Yes, I do firmly believe that there is global climate change – mostly correlated to the increasing levels of carbon from the burning of fossil fuel in the atmosphere.

Sandy reached First Avenue as the East River overflowed. Where will the next major storm reach? Sorry for my self praise.

David Chowes, PCV

Remembering a safe haven on Avenue C

Dear Sabina Mollot,

I want to write to you about an article I’d bet didn’t get a lot of response, “Old R&S Strauss site for sale,” printed with your photo of the store on the corner of 14th and C, in the June 20 issue of T&V. How well I remember this store.

It was  “Pep Boys” before R&S Strauss. And I’d say it opened at least 10 years earlier than 1964. I used to go there intermittently with my dad for a windshield wiper or something small. For some reason the place always smelled great and felt like a safe haven before going down Avenue C, a rough neighborhood in those days.

Even when I moved into my own apartment at 245 Avenue C (almost across the street from it) I’d wander in and buy thumbtacks or Scotch tape to smell the aroma of the place. (It still had its aura of safety.) The place just had a good vibe. Always did. That place and the bowling alley on 14th Street between B and C (under which were the T&V offices). I miss them both.

Now they’ll build housing on the R&S Strauss spot. I suppose NYU needs another dormitory. Anyway, I enjoyed your article and it brought back some nice memories.

P.S. Just reading Andrea Bucher-McAdams’ Cutting Corners column is amazing. The goldmine of events going on for free is astonishing. Combine that with the “Around & About” column and I marvel at the sheer number and variety of great events offered weekly to NYers. It’s great to just read about them. It makes Minneapolis seem like… well, Minneapolis. And that ain’t NYC, brothers and sisters.


Richard Luksin,
Minneapolis, MN

2 thoughts on “Letters to the Editor, Aug. 29

  1. I know that the smell of dog urine and sight of male dogs marking all over the community is annoying, and I apologize to my neighbors for my part in that. Aside from the fact that male dogs instinctively need to leave their mark every twenty feet, when a dog comes out of the apartment it needs to go to the bathroom badly! I think most people would agree though that in comparison to the number of dogs in the community, you very rarely see piles of dog feces in the community. Sometimes on the sidewalks outside, but almost never within the community. The overwhelming majority of owners pick up after their animals. Certainly the gall of some dog owners with respect to opening fenced grassy areas to create their own private dog runs must be admonished; that’s really unfair. Is it possible though that in the community there’s one area which can be turned into a dog run with limited hours of operation? Dog owners would be required to show proof of licensing and vaccinations and registration. Perhaps an area near the fountain which is away from any buildings?
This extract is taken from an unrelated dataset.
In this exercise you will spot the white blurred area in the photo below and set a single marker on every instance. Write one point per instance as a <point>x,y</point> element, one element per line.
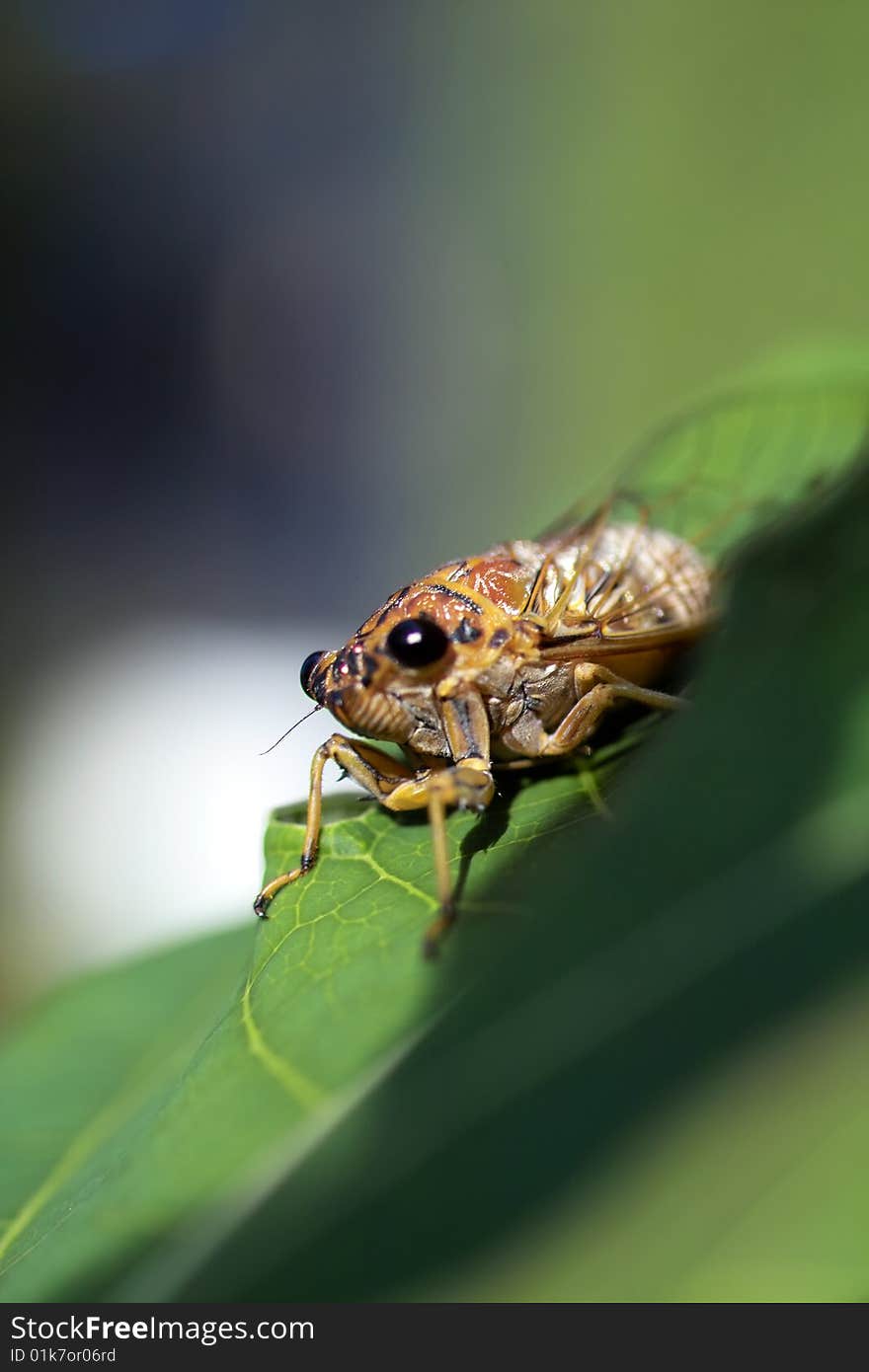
<point>136,795</point>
Just a suggestion. This would alleviate the informal congregation of dog owners in front of certain buildings. But otherwise we live in one of the biggest cities in the world and dogs and pigeons and rats are a part of life; there’s only so much that can be done.
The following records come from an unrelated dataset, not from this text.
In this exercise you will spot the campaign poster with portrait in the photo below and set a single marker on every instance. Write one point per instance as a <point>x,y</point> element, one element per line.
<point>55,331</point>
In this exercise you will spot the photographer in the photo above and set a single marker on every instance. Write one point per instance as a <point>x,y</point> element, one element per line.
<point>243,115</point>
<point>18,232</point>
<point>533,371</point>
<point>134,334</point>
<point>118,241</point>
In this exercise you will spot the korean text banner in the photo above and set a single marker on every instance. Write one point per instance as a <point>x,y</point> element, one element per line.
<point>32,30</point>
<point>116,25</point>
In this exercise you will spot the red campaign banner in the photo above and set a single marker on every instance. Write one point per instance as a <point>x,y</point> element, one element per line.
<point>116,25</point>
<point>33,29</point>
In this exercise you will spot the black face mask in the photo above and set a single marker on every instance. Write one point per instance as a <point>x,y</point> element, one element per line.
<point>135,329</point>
    • Prospective renters don’t know about the various STPCV blogs or the T & V. If they did, they’d know that there is deep dissatisfaction here about the dogs and about the steady influx of students. And to the previous comment:: as big as NYC is, for my first 30 years here, there may have be a rat or two from time to time and yes, plenty of pigeons, But there were NO DOGS in STPCV. And many of us aren’t willing to forget it.